Jokes for all

Feel free to browse the collection of tall tales, yarns and downright lies.   They are all family safe - the test I apply is "would I tell this to someone's grandmother?"  If no,  I don't use it.     (That doesn't mean i don't appreciate a dirty joke,  but I don't think they're appropriate for broadcast on the radio - you never know who is listening or how old they are or  what their attitudes to dirty jokes amounts to. )

Modernising the Church

The elderly priest, speaking to the younger priest, said, "It was a good idea to replace the first four pews with plush bucket theater  seats. It worked like a charm.
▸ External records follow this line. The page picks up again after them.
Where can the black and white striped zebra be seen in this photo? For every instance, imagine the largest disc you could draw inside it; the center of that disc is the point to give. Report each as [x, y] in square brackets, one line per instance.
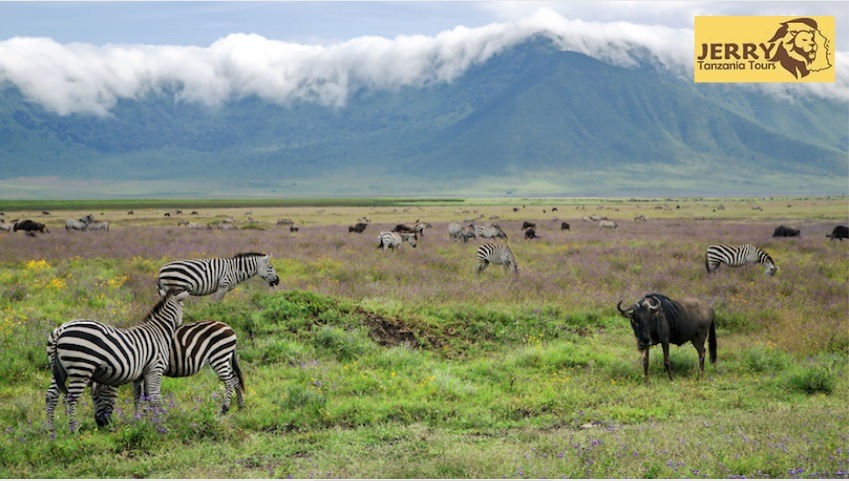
[738, 255]
[202, 277]
[393, 240]
[489, 231]
[496, 254]
[85, 351]
[192, 347]
[81, 224]
[102, 225]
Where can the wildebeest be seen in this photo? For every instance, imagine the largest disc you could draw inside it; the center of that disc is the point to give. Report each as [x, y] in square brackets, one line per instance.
[30, 227]
[784, 231]
[840, 232]
[359, 227]
[657, 319]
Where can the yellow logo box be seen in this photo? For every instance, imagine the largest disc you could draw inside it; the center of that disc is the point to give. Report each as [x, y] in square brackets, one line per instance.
[764, 49]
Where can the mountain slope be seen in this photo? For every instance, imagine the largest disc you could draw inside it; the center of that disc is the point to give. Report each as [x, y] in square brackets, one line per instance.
[532, 120]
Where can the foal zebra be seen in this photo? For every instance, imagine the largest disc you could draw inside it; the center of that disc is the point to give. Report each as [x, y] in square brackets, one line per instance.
[192, 347]
[81, 224]
[85, 351]
[738, 255]
[393, 240]
[489, 231]
[498, 255]
[202, 277]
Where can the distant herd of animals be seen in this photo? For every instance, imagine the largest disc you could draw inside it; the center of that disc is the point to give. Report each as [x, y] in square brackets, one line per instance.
[84, 353]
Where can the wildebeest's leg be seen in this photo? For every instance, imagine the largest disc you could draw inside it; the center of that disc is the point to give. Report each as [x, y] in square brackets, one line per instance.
[699, 343]
[666, 359]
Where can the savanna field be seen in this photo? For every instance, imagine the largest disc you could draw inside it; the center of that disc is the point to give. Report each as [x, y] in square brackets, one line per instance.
[409, 364]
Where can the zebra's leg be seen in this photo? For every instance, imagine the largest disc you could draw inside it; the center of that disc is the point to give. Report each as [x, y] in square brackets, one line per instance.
[75, 390]
[138, 392]
[153, 386]
[223, 288]
[51, 399]
[225, 374]
[104, 398]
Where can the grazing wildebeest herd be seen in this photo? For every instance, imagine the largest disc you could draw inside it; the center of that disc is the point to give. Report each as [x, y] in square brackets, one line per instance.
[87, 353]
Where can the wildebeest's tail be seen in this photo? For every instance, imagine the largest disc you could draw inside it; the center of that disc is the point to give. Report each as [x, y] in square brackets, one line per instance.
[712, 342]
[59, 373]
[238, 372]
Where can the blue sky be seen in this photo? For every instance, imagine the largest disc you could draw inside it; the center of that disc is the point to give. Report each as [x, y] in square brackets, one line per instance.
[202, 23]
[84, 57]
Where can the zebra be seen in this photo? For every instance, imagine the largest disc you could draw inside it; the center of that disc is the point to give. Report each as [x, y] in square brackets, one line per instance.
[489, 231]
[393, 240]
[84, 351]
[496, 254]
[192, 347]
[81, 224]
[454, 230]
[98, 226]
[738, 255]
[202, 277]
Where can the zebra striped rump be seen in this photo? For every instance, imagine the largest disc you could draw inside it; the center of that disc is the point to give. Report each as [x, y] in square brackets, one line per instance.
[738, 255]
[496, 254]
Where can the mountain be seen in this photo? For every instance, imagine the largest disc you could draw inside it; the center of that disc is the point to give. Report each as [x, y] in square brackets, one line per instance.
[532, 120]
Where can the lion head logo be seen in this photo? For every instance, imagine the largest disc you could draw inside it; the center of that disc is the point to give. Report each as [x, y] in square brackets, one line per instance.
[800, 48]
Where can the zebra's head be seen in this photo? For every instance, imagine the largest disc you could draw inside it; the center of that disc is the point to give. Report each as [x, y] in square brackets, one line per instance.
[411, 238]
[265, 270]
[771, 269]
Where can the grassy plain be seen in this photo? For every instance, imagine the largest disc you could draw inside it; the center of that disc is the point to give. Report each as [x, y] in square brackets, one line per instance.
[409, 364]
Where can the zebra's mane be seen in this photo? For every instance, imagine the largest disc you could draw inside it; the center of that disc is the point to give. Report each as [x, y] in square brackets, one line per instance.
[155, 310]
[243, 255]
[671, 309]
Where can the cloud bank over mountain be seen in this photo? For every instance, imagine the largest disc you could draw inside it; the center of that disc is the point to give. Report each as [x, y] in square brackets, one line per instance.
[80, 78]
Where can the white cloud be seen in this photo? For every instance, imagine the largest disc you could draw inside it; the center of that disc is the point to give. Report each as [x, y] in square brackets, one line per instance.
[82, 78]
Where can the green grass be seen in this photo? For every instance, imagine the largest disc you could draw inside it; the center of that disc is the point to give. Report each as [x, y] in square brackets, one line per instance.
[408, 365]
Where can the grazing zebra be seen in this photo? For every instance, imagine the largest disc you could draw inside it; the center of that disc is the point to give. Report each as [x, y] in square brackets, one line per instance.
[489, 231]
[738, 255]
[192, 347]
[393, 240]
[496, 254]
[454, 230]
[81, 224]
[202, 277]
[85, 351]
[98, 226]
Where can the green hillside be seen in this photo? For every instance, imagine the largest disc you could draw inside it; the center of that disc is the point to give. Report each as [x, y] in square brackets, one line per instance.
[532, 120]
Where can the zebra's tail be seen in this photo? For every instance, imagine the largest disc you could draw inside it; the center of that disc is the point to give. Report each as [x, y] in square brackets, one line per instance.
[712, 342]
[238, 372]
[59, 373]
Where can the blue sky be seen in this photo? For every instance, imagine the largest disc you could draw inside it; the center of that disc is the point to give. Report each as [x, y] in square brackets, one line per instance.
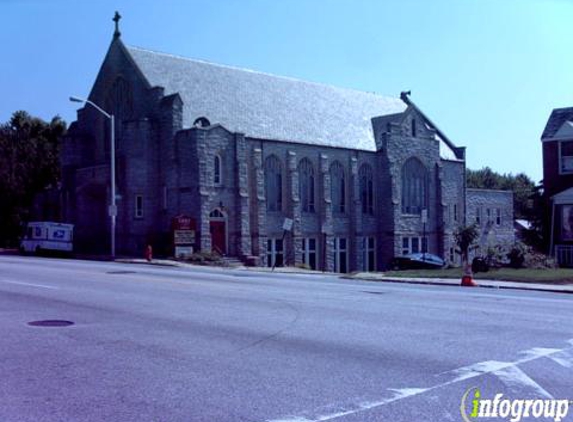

The front of the church always fills  first now."
The young priest nodded, and the old priest continued, "And you  told me a little more beat to the music would bring young people  back to church, so I supported you when you brought in that rock 'n  roll gospel choir.  We are packed to the balcony!!"
"Thank you, Father," answered the young priest. "I am pleased that  you are open to the new ideas of youth."
Well," said the elderly priest, "I'm afraid you've gone too far  with the drive-thru confessional."
"But, Father," protested the young priest, "my confessions and the  donations have nearly doubled since I began that!"
"I know, son," replied the elderly priest, "but that flashing neon  sign, "Toot 'n Tell or Go to Hell'" just can't stay on the church  roof."